Dark Species - Die Anderen

Story

Zwei Typen aus einen Sicherheitsdienst werden in eine unliebsame Gegend gerufen. Als sie das zu durchsuchende Objekt erreichen, werden sie von einem verkommenem Obdachlosen in ein Haus gelotst, wo sie eine Frauenleiche von der Decke baumeln sehen. In einem anderen Zimmer sitzt eine, in schwarz gekleidete Person, die nichts besseres im Sinn hat als lauthals zu lachen. Als die beiden Ordnungshüter genug haben, feuern sie auf die dunkle Person und glauben sich somit in Sicherheit. Dem ist aber nicht so, denn die angeschossene Person steht seltsamerweise auf, beisst einer der beiden in den Hals und befördert den zweiten aus dem Fenster des mehrstöckigen Hauses…

Während Steven den Sturz aus dem Fenster überlebt, stirbt sein Kollege. Steven muss wenige Tage später seinen Vorgesetzten einen Bericht abliefern, der sich zwar seltsam anhört, den die mächtigen Männer aber nüchtern und gefasst aufnehmen. Zu Stevens Überraschung Teilen sie ihm sogar Sachen mit, von denen er nie gedacht hätte, dass sie real sein könnten.

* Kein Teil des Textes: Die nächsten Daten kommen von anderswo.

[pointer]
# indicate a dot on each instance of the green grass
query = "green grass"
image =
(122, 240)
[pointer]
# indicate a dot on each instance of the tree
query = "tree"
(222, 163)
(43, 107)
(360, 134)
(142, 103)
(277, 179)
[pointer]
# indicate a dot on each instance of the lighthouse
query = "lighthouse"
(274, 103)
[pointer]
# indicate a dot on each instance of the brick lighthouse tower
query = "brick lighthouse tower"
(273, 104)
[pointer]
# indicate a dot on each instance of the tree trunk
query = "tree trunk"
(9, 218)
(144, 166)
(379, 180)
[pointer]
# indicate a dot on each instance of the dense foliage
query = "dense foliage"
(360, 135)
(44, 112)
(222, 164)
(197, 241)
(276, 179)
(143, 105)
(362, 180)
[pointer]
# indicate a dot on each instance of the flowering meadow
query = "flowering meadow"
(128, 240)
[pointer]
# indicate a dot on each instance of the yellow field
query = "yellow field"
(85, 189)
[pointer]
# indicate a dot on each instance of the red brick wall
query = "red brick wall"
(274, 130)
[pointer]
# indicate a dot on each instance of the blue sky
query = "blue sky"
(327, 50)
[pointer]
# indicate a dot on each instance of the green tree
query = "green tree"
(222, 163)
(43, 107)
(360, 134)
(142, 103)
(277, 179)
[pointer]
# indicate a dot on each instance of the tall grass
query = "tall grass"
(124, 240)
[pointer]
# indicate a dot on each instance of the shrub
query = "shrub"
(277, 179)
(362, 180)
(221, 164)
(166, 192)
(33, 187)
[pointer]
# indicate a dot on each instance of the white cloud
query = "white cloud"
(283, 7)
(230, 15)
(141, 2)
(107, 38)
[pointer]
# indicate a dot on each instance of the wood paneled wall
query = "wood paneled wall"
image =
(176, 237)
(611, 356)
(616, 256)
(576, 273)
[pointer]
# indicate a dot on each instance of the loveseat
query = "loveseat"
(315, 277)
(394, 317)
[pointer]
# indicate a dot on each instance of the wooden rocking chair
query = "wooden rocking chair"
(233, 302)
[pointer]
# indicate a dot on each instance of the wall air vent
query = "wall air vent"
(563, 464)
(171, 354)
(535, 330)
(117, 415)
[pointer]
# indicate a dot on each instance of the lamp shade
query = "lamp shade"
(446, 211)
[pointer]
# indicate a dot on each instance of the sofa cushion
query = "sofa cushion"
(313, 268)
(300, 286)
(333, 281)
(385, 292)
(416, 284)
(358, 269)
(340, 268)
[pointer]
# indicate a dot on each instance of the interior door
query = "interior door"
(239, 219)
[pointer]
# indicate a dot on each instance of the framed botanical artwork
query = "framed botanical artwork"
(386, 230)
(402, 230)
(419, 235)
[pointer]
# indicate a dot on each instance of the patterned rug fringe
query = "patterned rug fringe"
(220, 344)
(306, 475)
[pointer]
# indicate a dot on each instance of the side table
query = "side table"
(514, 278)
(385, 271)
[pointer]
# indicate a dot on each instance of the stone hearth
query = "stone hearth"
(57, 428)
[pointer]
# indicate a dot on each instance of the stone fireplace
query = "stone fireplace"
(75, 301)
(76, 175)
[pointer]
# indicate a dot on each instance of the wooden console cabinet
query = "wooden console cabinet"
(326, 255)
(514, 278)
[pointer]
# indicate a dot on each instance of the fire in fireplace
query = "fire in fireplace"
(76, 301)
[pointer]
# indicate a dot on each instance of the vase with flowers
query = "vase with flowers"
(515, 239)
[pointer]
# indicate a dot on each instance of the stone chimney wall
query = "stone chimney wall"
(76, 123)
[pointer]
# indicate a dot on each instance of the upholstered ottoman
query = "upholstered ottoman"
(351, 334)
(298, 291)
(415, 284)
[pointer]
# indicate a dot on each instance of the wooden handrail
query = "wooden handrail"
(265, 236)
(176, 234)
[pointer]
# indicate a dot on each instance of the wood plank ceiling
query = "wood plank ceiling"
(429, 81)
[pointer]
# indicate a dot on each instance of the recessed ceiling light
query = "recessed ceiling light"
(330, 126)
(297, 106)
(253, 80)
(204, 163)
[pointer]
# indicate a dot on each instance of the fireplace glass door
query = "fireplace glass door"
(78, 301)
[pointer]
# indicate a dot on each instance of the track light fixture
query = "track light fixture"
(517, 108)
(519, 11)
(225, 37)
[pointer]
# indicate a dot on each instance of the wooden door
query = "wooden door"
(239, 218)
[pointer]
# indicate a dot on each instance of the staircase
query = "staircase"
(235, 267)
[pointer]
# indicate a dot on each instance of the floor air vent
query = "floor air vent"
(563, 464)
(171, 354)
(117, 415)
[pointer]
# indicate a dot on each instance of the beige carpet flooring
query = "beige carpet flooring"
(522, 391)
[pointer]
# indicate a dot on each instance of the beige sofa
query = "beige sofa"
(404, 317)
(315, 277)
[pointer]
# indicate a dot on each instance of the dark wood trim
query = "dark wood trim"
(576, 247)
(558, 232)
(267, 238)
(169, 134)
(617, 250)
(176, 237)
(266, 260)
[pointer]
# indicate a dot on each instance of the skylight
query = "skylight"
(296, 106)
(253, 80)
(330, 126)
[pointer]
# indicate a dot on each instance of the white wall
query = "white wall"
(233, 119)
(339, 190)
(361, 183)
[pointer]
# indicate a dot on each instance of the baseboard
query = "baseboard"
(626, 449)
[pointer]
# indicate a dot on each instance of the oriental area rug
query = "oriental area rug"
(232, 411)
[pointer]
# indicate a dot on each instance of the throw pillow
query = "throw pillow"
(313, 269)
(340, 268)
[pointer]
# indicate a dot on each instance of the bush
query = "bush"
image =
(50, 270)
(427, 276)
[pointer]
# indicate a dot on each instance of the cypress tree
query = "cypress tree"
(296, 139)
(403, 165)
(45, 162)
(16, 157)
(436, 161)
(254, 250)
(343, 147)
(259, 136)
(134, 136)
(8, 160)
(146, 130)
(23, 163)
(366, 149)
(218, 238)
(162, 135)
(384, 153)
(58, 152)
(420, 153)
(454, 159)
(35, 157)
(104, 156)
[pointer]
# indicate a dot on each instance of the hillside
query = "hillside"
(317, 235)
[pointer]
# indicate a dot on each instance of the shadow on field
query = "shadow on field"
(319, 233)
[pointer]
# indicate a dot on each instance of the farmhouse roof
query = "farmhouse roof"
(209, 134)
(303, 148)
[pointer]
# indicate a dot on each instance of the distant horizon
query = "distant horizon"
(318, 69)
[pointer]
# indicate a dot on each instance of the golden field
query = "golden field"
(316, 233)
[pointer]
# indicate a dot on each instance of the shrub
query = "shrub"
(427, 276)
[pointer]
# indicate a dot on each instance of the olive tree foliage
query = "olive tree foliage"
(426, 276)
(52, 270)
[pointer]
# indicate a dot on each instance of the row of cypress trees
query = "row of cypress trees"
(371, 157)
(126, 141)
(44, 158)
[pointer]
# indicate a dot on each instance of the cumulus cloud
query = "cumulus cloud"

Sie erzählen ihm nämlich mit, dass er nach dem Vorfall zu einem geheimen Projekt gehört. Dieses besteht aus Menschen und einer anderen menschlichen Rasse, den Vampiren. Er bekommt erzählt, dass sich die Vampire, die wegen einem Gendefekt so sind wie sie sind, vor einiger Zeit geoutet haben und mit den Menschen zusammenarbeiten wollen. Allerdings gibt es in ihren Reihen ein paar Extreme, die das nicht wollen. Der Vampir, den er gesehen hat, ist so einer und den gilt es jetzt zu fassen. Als Unterstützung bekommt Steven sogar einen neuen Partner, der allerdings nicht ganz so menschlich ist, wie er…

Kritik

Also bei „Dark Species – Die Anderen“ bekommt man es mit einer astreinen Genremischung zu tun, die sich Elementen aus Horror-, Vampirfilmen, Science Fiction, Drama, Liebesfilm und auch dem Actionfilm bedient und somit eine einwandfreie Unterhaltung anbietet, für Leute, die diese genannten Filmrichtungen ansprechen.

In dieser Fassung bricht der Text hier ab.